By Andrew Cohen
President Barack Obama recently selected Jared Blumenfeld ’92 to run the U.S. Environmental Protection Agency (EPA) region that covers California, Arizona, Nevada, and Hawaii. As EPA Region 9 administrator, he will oversee about 900 employees while working to regulate air and water pollution, hazardous waste, and other environmental issues.
Blumenfeld spent the past eight years as director of the San Francisco Department of the Environment, and also managed the city’s Recreation and Parks Department. During that time, he supported a sweeping range of environmental initiatives—including San Francisco’s decision to ban plastic grocery bags, expand solar programs, plant 25,000 trees since 2004, and host the 2005 World Environment Day conference.
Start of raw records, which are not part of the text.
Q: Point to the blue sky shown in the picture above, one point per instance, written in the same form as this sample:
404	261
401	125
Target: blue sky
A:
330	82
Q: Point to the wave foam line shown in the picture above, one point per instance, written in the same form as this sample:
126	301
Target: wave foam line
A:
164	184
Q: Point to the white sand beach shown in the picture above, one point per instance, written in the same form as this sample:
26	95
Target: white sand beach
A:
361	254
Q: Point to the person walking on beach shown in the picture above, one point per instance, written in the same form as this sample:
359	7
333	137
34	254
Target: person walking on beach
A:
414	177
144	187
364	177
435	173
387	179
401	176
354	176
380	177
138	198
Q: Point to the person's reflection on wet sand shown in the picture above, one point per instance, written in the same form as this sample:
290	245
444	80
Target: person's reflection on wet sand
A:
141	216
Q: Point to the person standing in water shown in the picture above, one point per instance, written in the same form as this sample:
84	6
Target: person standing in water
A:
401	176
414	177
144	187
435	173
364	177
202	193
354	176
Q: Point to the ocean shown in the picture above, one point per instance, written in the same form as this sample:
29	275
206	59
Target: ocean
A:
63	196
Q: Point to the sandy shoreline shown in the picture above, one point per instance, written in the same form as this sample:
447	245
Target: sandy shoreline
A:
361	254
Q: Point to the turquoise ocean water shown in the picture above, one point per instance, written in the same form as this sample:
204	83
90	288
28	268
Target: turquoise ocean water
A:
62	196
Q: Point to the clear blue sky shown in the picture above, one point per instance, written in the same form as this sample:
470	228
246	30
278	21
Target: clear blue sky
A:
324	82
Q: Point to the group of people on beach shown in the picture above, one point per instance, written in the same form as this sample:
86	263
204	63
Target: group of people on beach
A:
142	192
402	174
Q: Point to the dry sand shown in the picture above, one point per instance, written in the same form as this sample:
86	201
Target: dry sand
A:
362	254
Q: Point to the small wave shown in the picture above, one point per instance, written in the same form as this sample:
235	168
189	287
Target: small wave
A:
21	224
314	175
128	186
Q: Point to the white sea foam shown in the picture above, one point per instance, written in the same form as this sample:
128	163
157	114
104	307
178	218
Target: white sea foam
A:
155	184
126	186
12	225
Before serving in city government, Blumenfeld helped the International Fund for Animal Welfare wage a campaign to protect 4 million acres of land in part by bringing lawsuits against Airbus and Mitsubishi. The latter was prevented from building a salt factory in a lagoon area of Baja that serves as winter calving grounds for the gray whale.
In pushing to make the urban environmental agenda more mainstream, Blumenfeld helped replace the drinking water used to irrigate Golden Gate Park with recycled water. During his tenure, San Francisco’s recycling rate has spiked from 46 percent when he took the job to more than 70 percent today. The city hopes to increase that to 75 percent by the end of 2010, and to have zero waste by 2020.
Blumenfeld’s efforts also helped San Francisco amass the largest fleet of public transit system buses running on biodiesel in the United States, as well as the nation’s the largest fleet of electric vehicles.